Öğrenci kredisi aldı, eksiye düştü ve çok çalıştı. 3 sene sonra Birmingham Üniversitesi’nden aldığı mimarlık diplomasıyla Newham’a döndüğünde, çalışmak için çok hevesliydi. “Çok heyecan vericiydi” diyor, diploma ona 18.000 Euro borca mal olsa da.

“Olimpiyat Stadyumu inşa edilirken, her saniye bir ofis binasının, otelin, apartman bloğunun temelinin atılmasını izliyordum. Yatırımcıların isimlerini buldum ve iş başvurusunda bulundum. Benim niteliklerime sahip birini işe almalarının an meselesi olacağını düşünmüştüm.”

Ama Debo, Nijerya’dan Londra’ya gelen genç adam, iş konusunda sadece küçük bir ilerleme yapabildi. Son 3 yıl içinde, son sekiz aydır yaptığı sözleşmeli konut kooperatifi memurluğu dışında, bir iş bulamadı ve iki sene işsiz dolaştı.

“Tasarımcı, mimar asistanı, mimar posizyonu ya da konut inşaat sektöründe herhangi bir posizyon için 250’den fazla iş başvurusu yaptım, ama tek elde edebildiğim, 3 başarısız görüşmeydi” diyor.

Moral bozucuydu. 10. redden sonra iki kat çaba göstermeye başlıyorsunuz. 50. reddedilişinizden sonra kendinizden şüphe etmeye başlıyorsunuz. 150. reddedilişten sonra değersiz hissetmeye başlıyorsunuz.

“Geçenlerde, eski Stratford Alışveriş Merkezi’nde, Evan kadın ayakkabıları mağazasında satış asistanı olarak yarı zamanlı bir işe girdim. Sıkıcı ve asgari ücretli bir işti, ama yine de hiçbir şey yapmamaktan iyiydi. İnanamıyordum, üç sene üniversitede bulunduktan sonra seçeneklerim neydi? Hiçbir şey yapmamak için öylesine bir iş yapmayı tercih ediyordum.”

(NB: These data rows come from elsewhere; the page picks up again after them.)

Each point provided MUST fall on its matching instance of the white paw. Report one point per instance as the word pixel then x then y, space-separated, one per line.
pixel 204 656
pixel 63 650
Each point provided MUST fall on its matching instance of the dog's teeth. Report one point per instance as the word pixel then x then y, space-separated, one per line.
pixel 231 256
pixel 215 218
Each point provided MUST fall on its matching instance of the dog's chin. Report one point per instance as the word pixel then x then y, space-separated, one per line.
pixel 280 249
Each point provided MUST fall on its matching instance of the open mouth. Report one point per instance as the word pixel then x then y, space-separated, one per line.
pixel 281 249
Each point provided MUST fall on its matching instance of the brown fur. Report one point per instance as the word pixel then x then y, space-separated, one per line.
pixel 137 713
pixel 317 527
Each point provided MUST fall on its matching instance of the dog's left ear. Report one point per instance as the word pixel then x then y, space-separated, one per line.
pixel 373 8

Debo’nun yaşadığı bu ikilem giderek yaygınlaşmakta olan bir durum. Londra’daki genç işsizlerle ilgili özel araştırmamızın ikinci gününde, basit mesleklerde; temizlikçi, işçi, otel kapıcısı, çöp toplayıcısı gibi niteliksiz işler yapmaya mecbur kalan üniversite mezunlarının sayısının son beş yıl içinde ikiye katlandığını tespit ettik.

Yüksek öğretim kurumu raporlarına göre, aslında mezunların durumu görünenden çok daha kötü. Mezunların yüzde dokuzu, toplamda 20.620 kişi, 2007 yılının neredeyse iki katı, diplomalarını aldıktan 6 ay sonra bile hala işsizler.

Londra’daki işsiz 120.000 genç yetişkinin yaşları 16 ve 24 arasında. Önümüzde açıkça duran istatistik bilgiler, bir iş bulmanın ne kadar zor olduğunu gösteriyor. Association of Graduate Recruiters’ın verilerine göre; 2012’de ortalama 73 adet yeni mezun mimar arayan iş ilanı varken, beş yıl öncesinde açık pozisyon oranı bundan yüzde yüz elli daha fazlaydı.

Sonuç, birçok mezunun vasıfsız işler için; normalde herhangi bir niteliğe sahip olmayan kişilerin dolduracağı pozisyonlar için bile rekabet etmek zorunda olduğunu gösteriyor.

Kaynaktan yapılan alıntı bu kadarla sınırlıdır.